Discord、全世界で年齢確認プロセス導入へ セルフィー動画や身分証で成人証明
Discordは、3月から全世界で年齢確認を開始すると発表した。全ユーザーを対象に、初期状態でティーン向け制限を適用する。年齢制限付きコンテンツへのアクセスには、顔年齢推定や身分証による成人確認が必要となる。プライバシーに配慮し、動画や書類は確認後速やかに削除される。
秘匿性の高いSNSサービスで知られる米Discordは2月9日(現地時間)、3月からグローバルで年齢確認を開始すると発表した。世界中の既存と新規のユーザーを対象に、デフォルトでティーン向け体験を適用し、成人であることを確認した場合にのみ年齢制限のある機能やコンテンツへのアクセスが可能になる仕組みだ。これは英国やオーストラリアでの先行導入を経て、全世界に拡大するものだ。
年齢確認が必要になるのは、あくまで特定の機能やコンテンツにアクセスする場合だ。

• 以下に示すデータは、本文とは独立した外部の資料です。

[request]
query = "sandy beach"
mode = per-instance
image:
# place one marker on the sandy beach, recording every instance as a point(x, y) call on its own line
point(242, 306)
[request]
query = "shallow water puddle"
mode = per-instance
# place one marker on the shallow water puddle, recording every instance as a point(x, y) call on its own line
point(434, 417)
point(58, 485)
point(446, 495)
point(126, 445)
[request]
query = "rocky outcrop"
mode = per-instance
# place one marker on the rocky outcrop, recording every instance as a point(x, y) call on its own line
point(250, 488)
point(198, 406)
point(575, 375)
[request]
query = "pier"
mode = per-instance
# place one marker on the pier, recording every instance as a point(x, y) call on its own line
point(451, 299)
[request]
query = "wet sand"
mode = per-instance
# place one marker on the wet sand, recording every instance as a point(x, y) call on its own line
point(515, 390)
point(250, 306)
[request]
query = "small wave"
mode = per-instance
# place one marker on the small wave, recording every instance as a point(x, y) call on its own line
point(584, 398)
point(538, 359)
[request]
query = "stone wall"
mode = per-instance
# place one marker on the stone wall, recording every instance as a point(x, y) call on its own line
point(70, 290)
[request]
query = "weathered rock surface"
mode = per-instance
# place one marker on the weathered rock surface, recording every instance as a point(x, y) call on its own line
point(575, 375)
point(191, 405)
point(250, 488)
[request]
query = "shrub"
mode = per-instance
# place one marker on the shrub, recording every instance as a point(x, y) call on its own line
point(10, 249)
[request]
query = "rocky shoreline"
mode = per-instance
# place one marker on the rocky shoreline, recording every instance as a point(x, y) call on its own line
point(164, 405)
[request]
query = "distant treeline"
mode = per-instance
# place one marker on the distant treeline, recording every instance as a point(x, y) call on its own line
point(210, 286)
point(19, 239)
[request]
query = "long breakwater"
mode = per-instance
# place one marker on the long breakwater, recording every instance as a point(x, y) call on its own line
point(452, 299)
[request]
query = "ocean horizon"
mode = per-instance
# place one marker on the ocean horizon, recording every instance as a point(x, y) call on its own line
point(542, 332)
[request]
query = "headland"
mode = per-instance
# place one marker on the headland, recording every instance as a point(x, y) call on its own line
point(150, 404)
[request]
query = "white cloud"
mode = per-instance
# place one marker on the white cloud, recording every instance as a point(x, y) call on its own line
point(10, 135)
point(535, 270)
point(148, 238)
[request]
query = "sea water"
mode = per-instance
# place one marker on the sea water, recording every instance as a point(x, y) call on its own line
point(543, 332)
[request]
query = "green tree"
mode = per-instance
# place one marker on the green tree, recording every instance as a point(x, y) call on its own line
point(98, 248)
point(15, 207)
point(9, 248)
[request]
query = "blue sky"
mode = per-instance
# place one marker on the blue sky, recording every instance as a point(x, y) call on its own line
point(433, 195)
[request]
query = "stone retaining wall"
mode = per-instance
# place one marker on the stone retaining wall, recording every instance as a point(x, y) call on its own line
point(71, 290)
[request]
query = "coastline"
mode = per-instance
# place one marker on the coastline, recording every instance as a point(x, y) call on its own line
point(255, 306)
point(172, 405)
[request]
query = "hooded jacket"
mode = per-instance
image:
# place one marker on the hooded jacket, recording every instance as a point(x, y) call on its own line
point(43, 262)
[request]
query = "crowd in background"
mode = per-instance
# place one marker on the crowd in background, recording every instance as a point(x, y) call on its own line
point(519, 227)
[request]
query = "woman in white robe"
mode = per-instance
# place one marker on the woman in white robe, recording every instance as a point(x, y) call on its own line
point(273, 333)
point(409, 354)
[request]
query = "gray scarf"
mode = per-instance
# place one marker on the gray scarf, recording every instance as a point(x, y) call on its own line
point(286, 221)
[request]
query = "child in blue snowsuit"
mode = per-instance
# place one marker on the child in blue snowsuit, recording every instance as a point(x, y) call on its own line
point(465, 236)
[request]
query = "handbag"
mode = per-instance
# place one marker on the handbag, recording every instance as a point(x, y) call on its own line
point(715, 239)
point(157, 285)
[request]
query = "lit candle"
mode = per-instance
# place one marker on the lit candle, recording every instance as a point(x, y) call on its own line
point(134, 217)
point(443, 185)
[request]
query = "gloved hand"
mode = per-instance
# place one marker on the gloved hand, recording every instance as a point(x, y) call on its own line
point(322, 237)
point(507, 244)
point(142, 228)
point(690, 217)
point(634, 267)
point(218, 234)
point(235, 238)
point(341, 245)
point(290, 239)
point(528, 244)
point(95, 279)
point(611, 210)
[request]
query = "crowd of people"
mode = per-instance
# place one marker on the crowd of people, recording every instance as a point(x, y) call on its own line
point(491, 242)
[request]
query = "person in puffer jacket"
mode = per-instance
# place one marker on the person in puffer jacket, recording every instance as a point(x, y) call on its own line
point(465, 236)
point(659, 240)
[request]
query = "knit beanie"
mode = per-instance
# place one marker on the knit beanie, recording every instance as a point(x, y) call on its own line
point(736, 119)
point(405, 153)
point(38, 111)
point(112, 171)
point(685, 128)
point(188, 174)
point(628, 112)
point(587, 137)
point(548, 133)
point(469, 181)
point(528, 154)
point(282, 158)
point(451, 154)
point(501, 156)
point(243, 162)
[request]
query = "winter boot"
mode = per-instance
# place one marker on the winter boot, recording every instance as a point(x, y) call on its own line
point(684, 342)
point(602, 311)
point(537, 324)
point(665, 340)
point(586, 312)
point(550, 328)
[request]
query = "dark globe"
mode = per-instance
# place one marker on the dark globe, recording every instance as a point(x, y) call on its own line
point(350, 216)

一般的なサーバでのやり取りなど、通常の利用範囲では、明示的な誘導がない限り確認を求められることはないという。
年齢確認の方法は、プライバシーを重視した仕組みだとしている。ユーザーは、自分のデバイス内で完結する顔年齢推定(ユーザーが撮影したセルフィー動画を元にAIで推定)を選択できる。推定が不十分な場合は政府発行の身分証明書を第三者ベンダーに提出して確認することも可能。また、Discord独自に背景で年齢推定を行う「age inference model」(年齢推論モデル)を実装し、行動パターンなどから高い確度で成人と判断できる場合は明示的な確認を求めない場合もあるという。提出された身分証明書は確認後、速やかに削除されると説明している。なお、年齢確認のステータスは他のユーザーには公開されない。
成人ではない、あるいは年齢確認を行わないユーザーに適用される主な制限は、以下のようになっている。
- センシティブなコンテンツのぼかし解除やフィルタ設定の変更はできない
- 年齢制限付きのチャンネルやサーバー、コマンドへのアクセスができない。
- 知らない相手からのダイレクトメッセージは別の受信箱に振り分けられ、設定変更もできない
- 見知らぬユーザーからのフレンドリクエストには警告が表示される
- 一部の音声ステージ機能で発言できない
Discordが年齢確認を導入する背景には、未成年ユーザーの安全性強化という方針と規制当局からの要請がある。ティーン向けのデフォルト安全設定は、オンラインサービスに対する各国の年齢規制や安全基準の強化に対応するためであり、プライバシーを重視しつつ年齢に応じた体験を提供することを目指しているという。